The Selected Poetry of Robinson Jeffers is a Valuable Item and its Ebay Price Listings Reflect Just That”

I’m writing this in fall, a time of year that just somehow seems to concord with the work of Robinson Jeffers. Jeffers was a modern American poet who wrote in long, teeming relentless and lines, never seeming to shy away from dramatic, big-picture issues like violence, war and mortality. In his work, he plays with the romantic, typically, but always toggles it closely with what he apparently perceives as an omnipresent potential for violence, attrition and disaster, in this world we live in as people. Still, he understands the ebbs and flows of things, as the line in one of his poems “Peace now for every fury as had her day” will indicate. It seems like that is what we’re going through now, actually, in America, as it’s been a while since our last big skirmish but the relapse into such imperious bloodlusting seems fully impeding. 

Anyway, he was the type of poet who just seems like he would have been a recluse, with such strong convictions and vivid, exact imagery bulwarking his prolix, verbose pieces. With this being the case, it’s especially appropriate taking in his work in autumn, a time of year when even commercially voluminous football Saturdays have a way of emanating as peaceful and still. Just last week, I went to the Notre Dame library, to the ninth floor, found his Selected Poetry and sat there reading hit for an hour and a half.

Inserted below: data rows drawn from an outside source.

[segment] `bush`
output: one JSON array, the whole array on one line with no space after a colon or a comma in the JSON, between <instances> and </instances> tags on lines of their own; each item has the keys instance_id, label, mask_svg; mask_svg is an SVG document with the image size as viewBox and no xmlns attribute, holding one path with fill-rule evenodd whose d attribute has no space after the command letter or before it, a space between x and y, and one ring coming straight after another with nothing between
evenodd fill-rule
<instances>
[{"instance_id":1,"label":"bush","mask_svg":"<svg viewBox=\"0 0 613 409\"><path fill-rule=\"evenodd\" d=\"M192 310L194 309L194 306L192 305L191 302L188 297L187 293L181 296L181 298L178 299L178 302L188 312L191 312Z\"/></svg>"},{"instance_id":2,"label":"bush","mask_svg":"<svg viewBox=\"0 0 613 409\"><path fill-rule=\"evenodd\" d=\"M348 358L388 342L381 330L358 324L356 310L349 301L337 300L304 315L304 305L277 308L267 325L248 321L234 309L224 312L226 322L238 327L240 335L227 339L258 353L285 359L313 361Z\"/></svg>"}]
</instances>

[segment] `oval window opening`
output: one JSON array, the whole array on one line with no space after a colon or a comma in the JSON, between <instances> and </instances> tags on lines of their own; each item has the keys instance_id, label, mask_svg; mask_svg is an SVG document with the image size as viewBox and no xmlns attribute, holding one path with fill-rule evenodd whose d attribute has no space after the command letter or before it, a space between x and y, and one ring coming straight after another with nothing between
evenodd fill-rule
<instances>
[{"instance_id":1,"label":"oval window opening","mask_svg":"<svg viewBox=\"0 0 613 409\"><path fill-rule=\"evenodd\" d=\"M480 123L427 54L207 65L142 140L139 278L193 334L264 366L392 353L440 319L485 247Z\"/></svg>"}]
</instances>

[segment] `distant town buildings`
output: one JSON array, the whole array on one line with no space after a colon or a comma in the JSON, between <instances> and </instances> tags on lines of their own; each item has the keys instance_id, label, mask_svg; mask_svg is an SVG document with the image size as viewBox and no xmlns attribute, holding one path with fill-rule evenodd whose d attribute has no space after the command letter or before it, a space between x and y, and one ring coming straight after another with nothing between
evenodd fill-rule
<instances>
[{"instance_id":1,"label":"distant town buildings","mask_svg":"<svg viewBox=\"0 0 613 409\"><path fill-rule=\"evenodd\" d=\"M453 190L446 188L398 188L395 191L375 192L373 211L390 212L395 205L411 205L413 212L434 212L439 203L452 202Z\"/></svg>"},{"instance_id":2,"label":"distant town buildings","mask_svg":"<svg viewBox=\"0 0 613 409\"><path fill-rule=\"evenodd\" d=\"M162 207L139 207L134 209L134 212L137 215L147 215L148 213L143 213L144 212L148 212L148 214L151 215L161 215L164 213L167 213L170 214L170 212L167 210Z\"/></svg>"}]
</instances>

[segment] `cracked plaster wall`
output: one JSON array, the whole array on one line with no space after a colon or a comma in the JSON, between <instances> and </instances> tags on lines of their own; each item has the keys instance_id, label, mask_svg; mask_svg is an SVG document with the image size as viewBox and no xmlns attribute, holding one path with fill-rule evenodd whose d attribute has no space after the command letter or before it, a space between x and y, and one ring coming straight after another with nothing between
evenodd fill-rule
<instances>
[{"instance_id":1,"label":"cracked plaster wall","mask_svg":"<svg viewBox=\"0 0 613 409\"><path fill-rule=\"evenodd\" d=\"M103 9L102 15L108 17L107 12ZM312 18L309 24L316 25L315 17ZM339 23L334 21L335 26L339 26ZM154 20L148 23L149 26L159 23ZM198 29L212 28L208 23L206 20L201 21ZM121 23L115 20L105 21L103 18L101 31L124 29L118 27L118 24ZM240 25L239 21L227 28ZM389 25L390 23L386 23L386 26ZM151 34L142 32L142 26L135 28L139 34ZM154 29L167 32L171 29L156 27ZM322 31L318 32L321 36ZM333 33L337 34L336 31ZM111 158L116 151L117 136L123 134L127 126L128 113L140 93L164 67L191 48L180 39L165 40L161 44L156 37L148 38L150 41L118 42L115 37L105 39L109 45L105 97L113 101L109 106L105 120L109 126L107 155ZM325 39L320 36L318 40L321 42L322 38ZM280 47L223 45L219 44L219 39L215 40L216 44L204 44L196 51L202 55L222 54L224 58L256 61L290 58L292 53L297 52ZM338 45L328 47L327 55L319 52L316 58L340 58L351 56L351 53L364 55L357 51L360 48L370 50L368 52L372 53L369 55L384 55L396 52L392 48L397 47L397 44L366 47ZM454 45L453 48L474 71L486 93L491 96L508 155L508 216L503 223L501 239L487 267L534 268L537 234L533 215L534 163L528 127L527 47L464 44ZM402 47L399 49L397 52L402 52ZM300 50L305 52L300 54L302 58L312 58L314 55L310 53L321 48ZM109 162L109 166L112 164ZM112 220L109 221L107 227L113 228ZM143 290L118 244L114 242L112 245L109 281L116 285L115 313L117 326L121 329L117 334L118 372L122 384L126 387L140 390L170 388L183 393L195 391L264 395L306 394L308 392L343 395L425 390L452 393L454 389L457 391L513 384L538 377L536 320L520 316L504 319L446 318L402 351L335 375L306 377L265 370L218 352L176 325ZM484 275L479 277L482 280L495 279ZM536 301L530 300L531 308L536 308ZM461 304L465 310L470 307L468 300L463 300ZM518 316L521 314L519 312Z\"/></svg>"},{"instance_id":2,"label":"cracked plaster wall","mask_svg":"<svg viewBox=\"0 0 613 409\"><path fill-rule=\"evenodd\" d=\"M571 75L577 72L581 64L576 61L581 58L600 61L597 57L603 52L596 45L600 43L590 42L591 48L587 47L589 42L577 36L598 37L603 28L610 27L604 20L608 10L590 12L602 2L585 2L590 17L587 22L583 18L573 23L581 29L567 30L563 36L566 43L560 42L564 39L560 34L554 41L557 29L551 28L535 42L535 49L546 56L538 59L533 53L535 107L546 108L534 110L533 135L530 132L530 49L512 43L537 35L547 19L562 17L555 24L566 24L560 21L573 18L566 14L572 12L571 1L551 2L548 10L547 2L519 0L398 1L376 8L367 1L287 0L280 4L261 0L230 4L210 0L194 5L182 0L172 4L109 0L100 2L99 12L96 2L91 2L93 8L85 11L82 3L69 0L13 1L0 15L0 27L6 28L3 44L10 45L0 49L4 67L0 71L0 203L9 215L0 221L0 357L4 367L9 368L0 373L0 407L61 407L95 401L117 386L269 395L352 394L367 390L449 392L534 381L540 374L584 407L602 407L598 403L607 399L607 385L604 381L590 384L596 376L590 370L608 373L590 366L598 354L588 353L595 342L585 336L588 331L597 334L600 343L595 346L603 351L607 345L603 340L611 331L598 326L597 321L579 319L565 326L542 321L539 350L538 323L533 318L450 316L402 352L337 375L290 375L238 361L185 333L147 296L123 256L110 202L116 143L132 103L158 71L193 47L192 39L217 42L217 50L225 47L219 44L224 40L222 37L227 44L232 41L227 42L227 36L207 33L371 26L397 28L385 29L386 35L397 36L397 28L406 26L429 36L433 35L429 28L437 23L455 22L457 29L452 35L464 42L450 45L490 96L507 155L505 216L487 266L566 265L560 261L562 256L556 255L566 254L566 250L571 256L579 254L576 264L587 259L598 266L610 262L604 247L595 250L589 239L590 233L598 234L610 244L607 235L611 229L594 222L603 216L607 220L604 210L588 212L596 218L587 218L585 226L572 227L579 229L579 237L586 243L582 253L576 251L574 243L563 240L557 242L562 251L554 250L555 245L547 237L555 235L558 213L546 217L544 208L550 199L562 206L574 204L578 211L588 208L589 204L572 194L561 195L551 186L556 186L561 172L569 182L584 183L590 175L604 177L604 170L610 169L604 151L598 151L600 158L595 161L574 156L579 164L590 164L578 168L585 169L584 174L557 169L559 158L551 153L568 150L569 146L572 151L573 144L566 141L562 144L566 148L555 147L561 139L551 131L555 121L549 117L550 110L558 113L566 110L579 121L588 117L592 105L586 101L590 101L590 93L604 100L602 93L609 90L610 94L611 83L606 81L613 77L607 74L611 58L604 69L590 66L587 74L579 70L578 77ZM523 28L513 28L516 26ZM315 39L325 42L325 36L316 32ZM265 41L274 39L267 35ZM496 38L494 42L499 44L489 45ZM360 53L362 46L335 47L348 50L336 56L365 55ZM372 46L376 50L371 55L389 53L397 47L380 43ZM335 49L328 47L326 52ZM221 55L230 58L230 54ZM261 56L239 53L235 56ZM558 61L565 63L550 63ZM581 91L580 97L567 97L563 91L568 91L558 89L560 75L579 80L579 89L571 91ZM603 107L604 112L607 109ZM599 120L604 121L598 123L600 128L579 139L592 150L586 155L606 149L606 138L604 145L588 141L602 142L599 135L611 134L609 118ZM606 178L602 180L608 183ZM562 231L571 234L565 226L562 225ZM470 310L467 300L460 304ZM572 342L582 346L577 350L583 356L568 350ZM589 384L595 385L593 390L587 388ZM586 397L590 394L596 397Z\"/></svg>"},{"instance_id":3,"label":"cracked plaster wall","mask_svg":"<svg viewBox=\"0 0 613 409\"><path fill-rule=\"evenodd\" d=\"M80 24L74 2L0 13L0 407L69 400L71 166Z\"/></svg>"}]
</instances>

I don’t really feel like doing back there again today, the next day-off Monday of mine, mostly because this one Notre Dame douche bag saw fit to remark to me on the elevator that “I go up here to take a dump.” Actually, with the nauseating litany of coeds who show up to campus in leggings, you might say it was a very butt-oriented trip to the holy house of our lady, if you will. I was planning on going to Griffon, our downtown bookstore here in South Bend, as a way of avoiding the $20 price tag I found on Ebay. The masters are quick, mean and expensive, and when aliens attack us, they won’t be sticking around for jollities, revising their work or hosting workshops.